In deze zaak heeft de schuldenares verzocht om toelating tot de wettelijke schuldsaneringsregeling (wsnp). De rechtbank Noord-Holland, zittingsplaats Haarlem, heeft op 10 augustus 2021 geoordeeld over dit verzoek. De rechtbank moet beoordelen of de schuldenares voldoet aan de wettelijke eisen voor toelating tot de wsnp. De rechtbank heeft vastgesteld dat de schuldenares in het verleden grote bedragen van haar werkgever heeft verduisterd en dat zij opnieuw frauduleuze praktijken heeft vertoond bij haar nieuwe werkgever. Deze feiten zijn van belang voor de beoordeling of de schuldenares te goeder trouw is geweest bij het ontstaan van haar schulden.

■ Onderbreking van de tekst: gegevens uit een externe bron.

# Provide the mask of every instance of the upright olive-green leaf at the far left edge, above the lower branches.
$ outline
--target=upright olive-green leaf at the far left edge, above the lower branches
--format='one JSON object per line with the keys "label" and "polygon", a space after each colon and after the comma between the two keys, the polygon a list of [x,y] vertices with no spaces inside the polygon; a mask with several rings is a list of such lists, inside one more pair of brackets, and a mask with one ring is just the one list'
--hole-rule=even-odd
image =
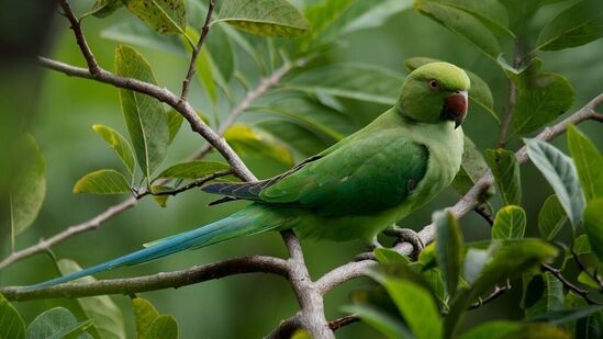
{"label": "upright olive-green leaf at the far left edge, above the lower branches", "polygon": [[13,237],[33,224],[46,195],[46,162],[37,143],[25,134],[18,140],[18,147],[21,159],[9,193]]}

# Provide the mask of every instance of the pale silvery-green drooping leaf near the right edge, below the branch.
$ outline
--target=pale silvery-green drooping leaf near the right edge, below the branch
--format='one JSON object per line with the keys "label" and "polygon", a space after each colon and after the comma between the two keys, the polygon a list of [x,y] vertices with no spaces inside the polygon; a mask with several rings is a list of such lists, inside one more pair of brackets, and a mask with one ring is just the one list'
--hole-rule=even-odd
{"label": "pale silvery-green drooping leaf near the right edge, below the branch", "polygon": [[582,223],[584,195],[580,189],[578,174],[571,158],[545,142],[538,139],[524,140],[529,159],[552,187],[572,226],[578,227]]}

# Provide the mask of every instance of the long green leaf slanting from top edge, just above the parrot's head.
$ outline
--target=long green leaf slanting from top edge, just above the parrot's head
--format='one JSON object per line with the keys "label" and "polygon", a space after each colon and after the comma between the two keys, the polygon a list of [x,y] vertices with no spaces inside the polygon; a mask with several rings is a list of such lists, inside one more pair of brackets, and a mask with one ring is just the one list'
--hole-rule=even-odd
{"label": "long green leaf slanting from top edge, just above the parrot's head", "polygon": [[472,14],[434,0],[415,0],[414,8],[454,33],[467,38],[485,55],[495,59],[501,53],[496,37]]}

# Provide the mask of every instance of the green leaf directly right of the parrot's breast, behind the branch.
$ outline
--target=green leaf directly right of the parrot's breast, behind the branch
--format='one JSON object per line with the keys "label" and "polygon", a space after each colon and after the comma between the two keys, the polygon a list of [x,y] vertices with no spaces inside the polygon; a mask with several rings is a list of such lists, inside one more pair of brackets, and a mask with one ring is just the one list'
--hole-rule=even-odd
{"label": "green leaf directly right of the parrot's breast, behind the branch", "polygon": [[[462,161],[460,162],[460,170],[455,180],[453,180],[453,188],[460,194],[469,192],[481,177],[485,174],[487,170],[488,165],[478,147],[468,136],[465,136]],[[494,189],[491,187],[484,194],[484,200],[487,200],[494,194]]]}

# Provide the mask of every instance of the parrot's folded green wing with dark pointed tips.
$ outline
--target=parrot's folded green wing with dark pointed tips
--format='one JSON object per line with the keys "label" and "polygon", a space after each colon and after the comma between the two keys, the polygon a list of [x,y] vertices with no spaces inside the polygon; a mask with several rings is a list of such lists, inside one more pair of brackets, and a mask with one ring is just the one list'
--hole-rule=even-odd
{"label": "parrot's folded green wing with dark pointed tips", "polygon": [[369,215],[401,204],[427,170],[427,148],[403,138],[397,128],[346,142],[272,179],[203,190],[322,216]]}

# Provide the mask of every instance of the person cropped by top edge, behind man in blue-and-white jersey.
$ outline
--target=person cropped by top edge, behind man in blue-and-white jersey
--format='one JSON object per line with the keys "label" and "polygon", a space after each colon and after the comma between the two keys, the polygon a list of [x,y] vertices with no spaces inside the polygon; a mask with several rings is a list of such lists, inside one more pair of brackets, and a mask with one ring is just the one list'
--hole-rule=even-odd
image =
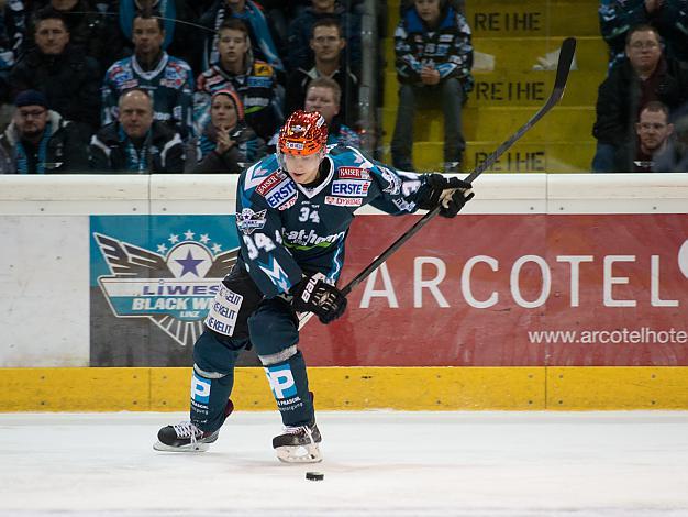
{"label": "person cropped by top edge, behind man in blue-and-white jersey", "polygon": [[[64,1],[64,0],[60,0]],[[199,0],[192,2],[201,3]],[[187,0],[119,0],[120,29],[124,37],[133,41],[134,18],[140,12],[159,13],[165,30],[163,50],[191,66],[195,73],[202,70],[201,40],[199,29],[186,21],[197,20]],[[114,61],[114,59],[113,59]]]}

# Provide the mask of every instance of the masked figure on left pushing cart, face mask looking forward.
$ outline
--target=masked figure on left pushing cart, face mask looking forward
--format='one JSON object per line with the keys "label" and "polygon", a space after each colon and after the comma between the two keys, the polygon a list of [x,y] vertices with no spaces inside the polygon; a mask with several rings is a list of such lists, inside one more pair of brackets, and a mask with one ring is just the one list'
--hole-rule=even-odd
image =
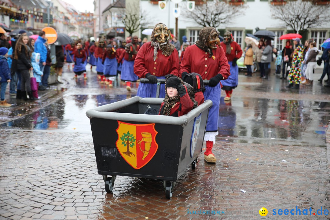
{"label": "masked figure on left pushing cart, face mask looking forward", "polygon": [[[151,83],[140,83],[137,96],[155,97],[157,79],[165,79],[170,74],[179,76],[179,54],[169,42],[170,31],[163,23],[158,23],[151,33],[151,42],[142,45],[134,62],[134,73],[147,78]],[[160,85],[159,98],[165,97],[165,85]]]}

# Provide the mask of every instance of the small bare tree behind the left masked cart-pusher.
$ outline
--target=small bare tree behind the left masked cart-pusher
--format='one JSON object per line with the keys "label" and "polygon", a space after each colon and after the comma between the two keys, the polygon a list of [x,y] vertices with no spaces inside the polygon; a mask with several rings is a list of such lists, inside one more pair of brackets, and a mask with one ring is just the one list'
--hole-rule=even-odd
{"label": "small bare tree behind the left masked cart-pusher", "polygon": [[140,30],[141,27],[149,25],[149,19],[146,16],[148,13],[144,11],[136,11],[135,6],[126,6],[126,9],[122,11],[122,22],[125,25],[125,29],[128,33],[133,34]]}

De rechtbank heeft geconcludeerd dat de schuldenares niet kan worden toegelaten tot de wsnp, omdat niet voldoende aannemelijk is gemaakt dat de schulden te goeder trouw zijn ontstaan. De schuldenares heeft een schuld aan het UWV van bijna €30.000, die is ontstaan door een aanvulling op haar inkomen waar zij geen recht op had. De rechtbank heeft geoordeeld dat de schuldenares niet aannemelijk heeft gemaakt dat zij te goeder trouw is geweest met betrekking tot deze schuld. Daarom is het verzoek om toelating tot de wsnp afgewezen.
De schuldeisers kunnen de schuldenares nog steeds tot betaling dwingen, en de uitspraak kan binnen acht dagen na de uitspraakdatum worden aangevochten bij het gerechtshof Amsterdam, met behulp van een advocaat.